The Pakistani government raised its confirmed death toll to 39,422, with at least 65,000 people injured, on a par with a quake that almost destroyed the city of Quetta in 1935.
Another 1,300 people died on the Indian side of the border.
The government estimates damage from the quake at about $5 billion. So far more than $500 million has been pledged from around the world, but development officials said they have started planning for a much larger long-term appeal.
The quake toll is expected to rise, even without the effects of the weather, which threatens hungry people with death from exposure and disease from ruined sewage systems and drinking water sources.
President Pervez Musharraf said on Saturday damage had not been assessed in several areas because of the blocked roads, especially in the Jhelum and Neelum valleys.
“We got the satellite images but because they are vertical images, we don’t know whether a house is destroyed or not ... therefore we could not get much judgment on where is the damage and how much is the damage,” he told reporters.
A pilot of one of the helicopters dispatched from the fight against the Taliban in neighboring Afghanistan said some Kashmir villages looked normal from the air, but consisted only of intact roofs lying on the ground.
“What we have heard from our pilots and the other pilots around, roughly 20 percent of the affected area has yet to be reached,” Geoffrey Krassy, senior aviation adviser at the U.S. embassy, told reporters.
In Muzaffarabad, the capital of Pakistani Kashmir, small shops have begun to reopen and aid agencies were setting up long-term bases for the huge emergency and rebuilding task.
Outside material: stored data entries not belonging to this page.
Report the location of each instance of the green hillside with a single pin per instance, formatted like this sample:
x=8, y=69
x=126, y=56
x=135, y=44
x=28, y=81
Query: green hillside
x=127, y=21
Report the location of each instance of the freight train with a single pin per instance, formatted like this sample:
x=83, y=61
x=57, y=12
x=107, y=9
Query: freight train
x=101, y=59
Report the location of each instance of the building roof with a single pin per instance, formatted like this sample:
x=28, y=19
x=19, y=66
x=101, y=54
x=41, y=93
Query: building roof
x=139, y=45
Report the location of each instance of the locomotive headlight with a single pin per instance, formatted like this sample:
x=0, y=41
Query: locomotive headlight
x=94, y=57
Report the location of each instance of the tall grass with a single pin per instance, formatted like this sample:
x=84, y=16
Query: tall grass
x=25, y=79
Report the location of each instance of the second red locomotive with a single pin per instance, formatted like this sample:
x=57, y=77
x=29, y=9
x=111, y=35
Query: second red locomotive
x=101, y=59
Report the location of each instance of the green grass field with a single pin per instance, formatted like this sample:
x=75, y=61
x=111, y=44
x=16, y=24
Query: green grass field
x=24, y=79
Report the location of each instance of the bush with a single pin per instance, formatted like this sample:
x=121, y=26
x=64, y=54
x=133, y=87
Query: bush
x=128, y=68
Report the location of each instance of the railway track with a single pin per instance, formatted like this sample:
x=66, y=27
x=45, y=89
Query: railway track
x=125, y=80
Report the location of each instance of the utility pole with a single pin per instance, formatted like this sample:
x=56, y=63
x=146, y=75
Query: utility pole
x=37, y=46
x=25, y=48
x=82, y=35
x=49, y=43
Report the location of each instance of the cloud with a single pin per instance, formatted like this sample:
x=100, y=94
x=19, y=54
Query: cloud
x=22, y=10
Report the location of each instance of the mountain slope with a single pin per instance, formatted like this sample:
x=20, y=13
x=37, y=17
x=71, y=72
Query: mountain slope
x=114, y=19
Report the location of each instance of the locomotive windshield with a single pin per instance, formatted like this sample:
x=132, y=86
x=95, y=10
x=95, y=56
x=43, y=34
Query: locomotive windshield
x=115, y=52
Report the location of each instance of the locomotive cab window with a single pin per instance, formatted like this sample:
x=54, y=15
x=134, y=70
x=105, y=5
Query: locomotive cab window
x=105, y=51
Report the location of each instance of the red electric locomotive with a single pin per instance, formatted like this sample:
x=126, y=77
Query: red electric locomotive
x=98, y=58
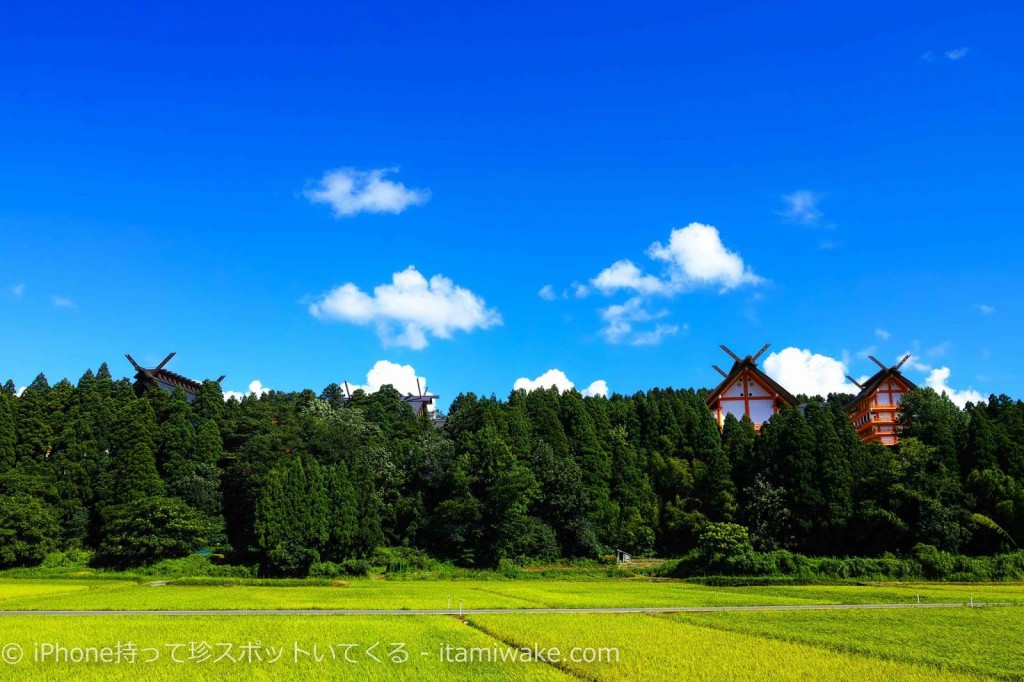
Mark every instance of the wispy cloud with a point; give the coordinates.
(256, 388)
(412, 303)
(938, 379)
(985, 309)
(621, 321)
(350, 192)
(558, 379)
(954, 54)
(802, 207)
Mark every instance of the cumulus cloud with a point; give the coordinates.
(621, 318)
(402, 377)
(693, 257)
(802, 207)
(409, 309)
(350, 192)
(558, 379)
(256, 388)
(625, 274)
(938, 379)
(800, 371)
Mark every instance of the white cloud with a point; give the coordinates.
(802, 207)
(416, 306)
(558, 379)
(800, 371)
(624, 274)
(693, 257)
(938, 379)
(402, 377)
(620, 321)
(655, 336)
(256, 388)
(550, 378)
(350, 192)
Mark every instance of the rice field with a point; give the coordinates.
(985, 641)
(370, 594)
(891, 644)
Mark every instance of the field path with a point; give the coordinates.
(487, 611)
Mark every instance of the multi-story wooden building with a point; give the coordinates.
(748, 390)
(165, 379)
(875, 410)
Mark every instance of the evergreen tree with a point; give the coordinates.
(132, 474)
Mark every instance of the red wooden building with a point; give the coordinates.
(748, 390)
(876, 408)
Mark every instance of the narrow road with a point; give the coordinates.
(482, 611)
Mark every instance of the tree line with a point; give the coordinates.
(292, 480)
The two most important priorities were tents and helicopters, government and aid officials said.
“The number one priority is shelter,” Prime Minister Shaukat Aziz said on Saturday. “We need tents, tents, tents”.
Most buildings in Muzaffarabad are damaged or destroyed and tent cities have sprung up made up of plastic awnings, old signboards and a few real tents.
The government plans to set up tent villages in and around afflicted areas to house up to 500,000 people with food, schools and other services, Aziz told a news conference.
Some international rescue teams have begun to leave because the chances of finding anyone else alive are remote.
A British rescue team gave up the search in Islamabad’s Margala Towers apartment block, the capital’s only significant damage, on Sunday. A Swedish woman and three children and a Spanish man are among 21 still missing there.
In Islamabad, hospitals were overwhelmed.
At the main children’s hospital, surgeons and doctors were exhausted after working around the clock treating more than 700 patients in a facility designed for 220.
“It’s really a nightmare,” said Professor Zaheer Abbassi, head of paediatric surgery, appealing for foreign doctors to volunteer, saying the crisis was far from over.
“We are expecting more children over the next one or two weeks. I think this seems to be only the tip of the iceberg”.